Consecuencia de Criarse en un Hogar Violento

Por: Redacción

Por Raydina Lora*

Crecer en un ambiente violento tiene un fuerte impacto en el desarrollo de los niños.

El ambiente en el que crecen y se desenvuelven es fundamental para su desarrollo. En este artículo vamos a centrarnos en cómo influye el ambiente familiar en el desarrollo de los niños, en concreto, un ambiente familiar violento.

Un ambiente violento es aquel en que entre los progenitores o hacia el niño, hay gritos, insultos, menosprecio, y hasta violencia física. Padres que se gritan entre ellos, o que gritan al niño continuamente, un hogar en el qué hay insultos, discusiones continuas, en el que no hay cariño, o hay dejadez en el cuidado de los niños o de la pareja…, es un ambiente negativo y nocivo para un adecuado desarrollo del niño.

Vivir en un ambiente así, influye en todas las áreas del desarrollo de los niños, (emocional, social, cognitivo…) En primer lugar, hay que destacar, que les dan un modelo de amor y afecto que no es el adecuado, ya que aprenden que querer también es eso.

A menudo los niños que viven esto en el hogar, muestran en el colegio también actitudes y conductas agresivas que no son más que el reflejo que lo que ven en casa.

Pero no solo repercute en que el niño pueda ser violento, sino que llega a asumir y aceptar la violencia como algo normal, por lo tanto, la tolera y puede convertirse a su vez en víctima de violencia, porque ha aprendido que es normal y que forma parte de las relaciones afectivas. Es decir, puede aceptar la violencia como víctima o como agresor.

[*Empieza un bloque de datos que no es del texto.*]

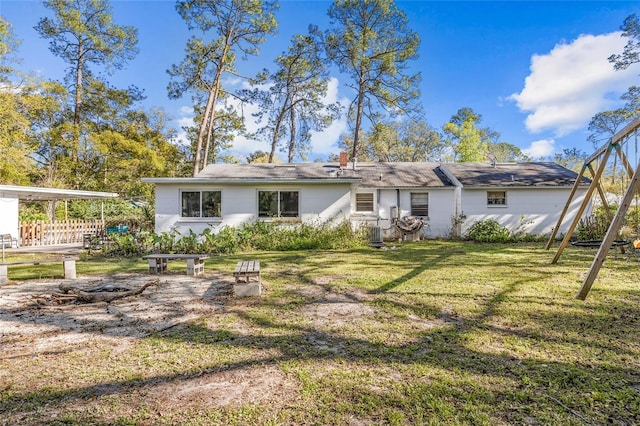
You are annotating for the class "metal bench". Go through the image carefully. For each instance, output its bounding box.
[0,257,80,285]
[142,253,209,275]
[233,260,260,284]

A continuación, se presentan algunos efectos psicológicos y sociales más frecuentes que presenta un niño/a o adolescente cuando vive en un hogar que se practica la violencia:

• Baja autoestima: A menudo pueden experimentar sentimientos de inferioridad e inutilidad. También pueden mostrarse tímidos y miedosos o, por el contrario, hiperactivos buscando llamar la atención de los demás.
• Sentimientos de soledad y abandono: Pueden sentirse aislados, abandonados y poco queridos.
• Exclusión del diálogo y la reflexión: La violencia bloquea y dificulta la capacidad para encontrar modos alternativos de resolver conflictos de forma pacífica y dialogada.
• Generación de más violencia: Aprenden que la violencia es un modelo válido para resolver los problemas y pueden reproducirlo.
• Ansiedad, angustia, depresión: Pueden experimentar miedo y ansiedad, desencadenados por la presencia de un adulto que se muestre agresivo o autoritario. Algunos desarrollan lentamente sentimientos de angustia, depresión y comportamientos autodestructivos como la automutilación.
• Trastornos en la identidad: Pueden tener una mala imagen de sí mismos, creer que son malos y por eso sus padres los castigan físicamente. A veces, como modo de defenderse, desarrollan la creencia de que son fuertes y todopoderosos, capaces de vencer a sus padres y a otros adultos.

Pero cabe destacar que, no todos los niños que viven en estos ambientes manifiestan las mismas consecuencias sociales, emocionales o cognitivas, pero lo que está claro es que el ambiente en el hogar influye y repercute en ellos. No todos van a desarrollar depresión, problemas escolares, trastornos del estado de ánimo, conducta agresiva, baja autoestima… pero vivir en un hogar violento facilita la aparición de estos problemas.

Es importante que los padres sepan cómo influyen sus relaciones y sus conductas en el hogar sobre el desarrollo de sus hijos y acudir a profesionales adecuados que orienten, asesoren e intervengan en caso de ser necesario.

Recuerda que los niños para crecer sanos y seguros en todos los aspectos de su vida, necesitan un hogar en el que haya cariño, respeto, seguridad y confianza.